So Much Things to Say: The Oral History of Bob Marley
By Roger Steffens
W.W. Norton, 464 pp., $29.95
By Roger Steffens’ account, there have been more than 500 books written about reggae king Bob Marley – and he probably has a good chunk of them on the shelves of his vast Reggae Archives facility. So one could not be faulted for thinking if yet another tome on the Tuff Gong is necessary. The answer to that question is simple and resounding: Ya, mon!
First, Steffens is a uniquely qualified author. As a reggae author, scholar, lecturer, expert, and hardcore fan, no one knows the genre in and out more than he does. He has given a slide lecture on the life and musical career of Bob Marley nearly 200 times over the years. He also spent a brief time on the road with the subject of this book himself.
But more importantly, Steffens has known and interviewed pretty much all the players in and around Marley’s life for more than 40 years. This book is the result of some 75+ of those sessions collected over those decades.
The list includes almost everyone who general history associated with Bob Marley from band members, business associates, mentors, students, lovers, friends and enemies. The list includes a complete span of personnel over his life like Peter Tosh, Bunny Wailer, Rita Marley, Junior Braithwaite, the Barrett brothers, Chris Blackwell, Coxsone Dodd, Cindy Brakespeare, Don Taylor, Danny Sims, Neville Garrick, to his mother and many of his children. Much of the Bunny Wailer material comes from an unpublished autobiography that Steffens worked with him on. And he does lament not being able to interview the reluctant musician Johnny Nash – an early supporter – before Nash passed.
Steffens arranges these remembrances and recollections chronologically and doesn’t shy away from the fact that many people interviewed have very different recollections of the same incident or situation. He also inserts his own comments and background throughout, which help guide the narrative along; rather than being intrusive, the offer a welcome wealth of information.
Of particular interest are the sections on Bob and the Wailers’ early recording career in Jamaica; his role as a political and religious leader beyond his music; the gun-fueled assassination attempt on his life; and the Smile Jamaica concert he played just two nights later, defiantly showing his injuries to the crowd as if to dare any killers to try again (with a bullet still lodged in his arm that he carried for the rest of his life); and, later, his sickness and eventual death from cancer at the age of 36 (36!) that started in his toe.

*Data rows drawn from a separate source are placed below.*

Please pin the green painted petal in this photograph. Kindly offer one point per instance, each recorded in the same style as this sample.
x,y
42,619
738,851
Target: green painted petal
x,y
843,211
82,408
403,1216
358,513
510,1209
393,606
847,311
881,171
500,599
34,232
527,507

The illness was discovered after a soccer injury but, untreated, spread to his lungs and brain over the years. One doctor claims he had never seen so much cancer in a living person before. In his final months, either knowing the end was inevitable or casting his fate with the Jah of his Rastafarian religion, he found solace in a simple daily routine of a smoking a spliff, studying the Bible, and playing music.
The structure of the book, of course, leans more toward detailing of actual events in the life of Bob Marley and not so much musical analysis, but each of his records and concert tours still gets attention. In the end, So Much Things to Say is just as crucial to the Bob Marley Bookshelf as the gold-standard bios by Timothy White and Chris Salewicz. And though the subjects own comments about his life are few and fleeting in the book, those dozens of others color in the lines very, very well.